La mujer tendió la mano marchita y artrítica, pidiendo dinero. Buzz le dio unas monedas.

– Busco a un hombre llamado Coleman Masskie. ¿Lo conoce? Vivió aquí hace siete u ocho años.

La anciana sonrió.

– Recuerdo bien a Coleman. Yo soy Delores Masskie Tucker Kafesjian Luderman Jensen Tyson Jones. Soy la madre de Coleman. Coleman fue uno de los esclavos más fuertes que alumbré para militar a favor de la Hermana Aimee.

Buzz tragó saliva.

– ¿Esclavos, señora? Debo reconocer que tiene usted muchos apellidos.

La mujer se echó a reír.

– El otro día traté de recordar mi apellido de soltera, pero fue en vano. Verá usted, joven, he tenido muchos amantes en mi papel de criadora de niños para la Hermana Aimee. Dios me hizo bella y fértil para que brindara acólitos a la Hermana Aimee Semple McPherson, y el condado de Los Ángeles me ha dado muchos dólares del Servicio Social para alimentar a mis hijos. Algunos cínicos me consideran una fanática que abusa del Servicio Social, pero son la voz del diablo. ¿No cree que alumbrar una buena progenie blanca para la Hermana Aimee es una noble vocación?
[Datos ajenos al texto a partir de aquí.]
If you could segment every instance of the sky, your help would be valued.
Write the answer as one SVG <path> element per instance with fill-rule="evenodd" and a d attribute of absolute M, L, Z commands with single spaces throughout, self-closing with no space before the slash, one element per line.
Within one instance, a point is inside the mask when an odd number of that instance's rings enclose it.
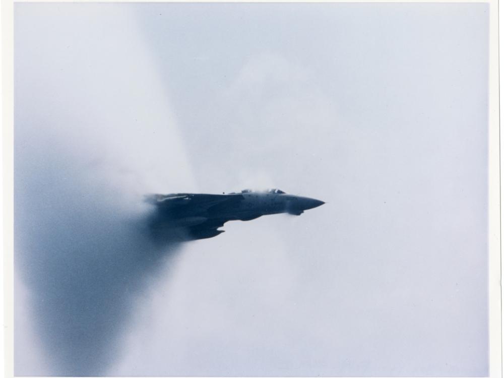
<path fill-rule="evenodd" d="M 15 373 L 487 374 L 488 12 L 16 4 Z M 326 203 L 149 237 L 246 187 Z"/>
– Claro que sí -dijo Buzz-, yo mismo estaba pensando en dedicarme a ello. Señora, ¿dónde está ahora Coleman? Tengo algún dinero para él, y supongo que él le entregará una parte a usted.

Delores arañó la hierba con el rastrillo.

– Coleman siempre ha sido generoso. He tenido nueve hijos en total, seis varones y tres mujeres. Dos de las niñas se convirtieron en seguidoras de la Hermana Aimee; una, lamento decirlo, se hizo prostituta. Los chicos huyeron cuando cumplieron catorce o quince años. Ocho horas diarias de plegaria y lectura de la Biblia resultaron demasiado agotadoras para ellos. Coleman fue el que más resistió, hasta los diecinueve. Le di una dispensa: ni plegarias ni lectura de la Biblia, porque hacía pequeños apaños en el vecindario y me entregaba la mitad del dinero. ¿Cuánto dinero debe usted a Coleman, joven?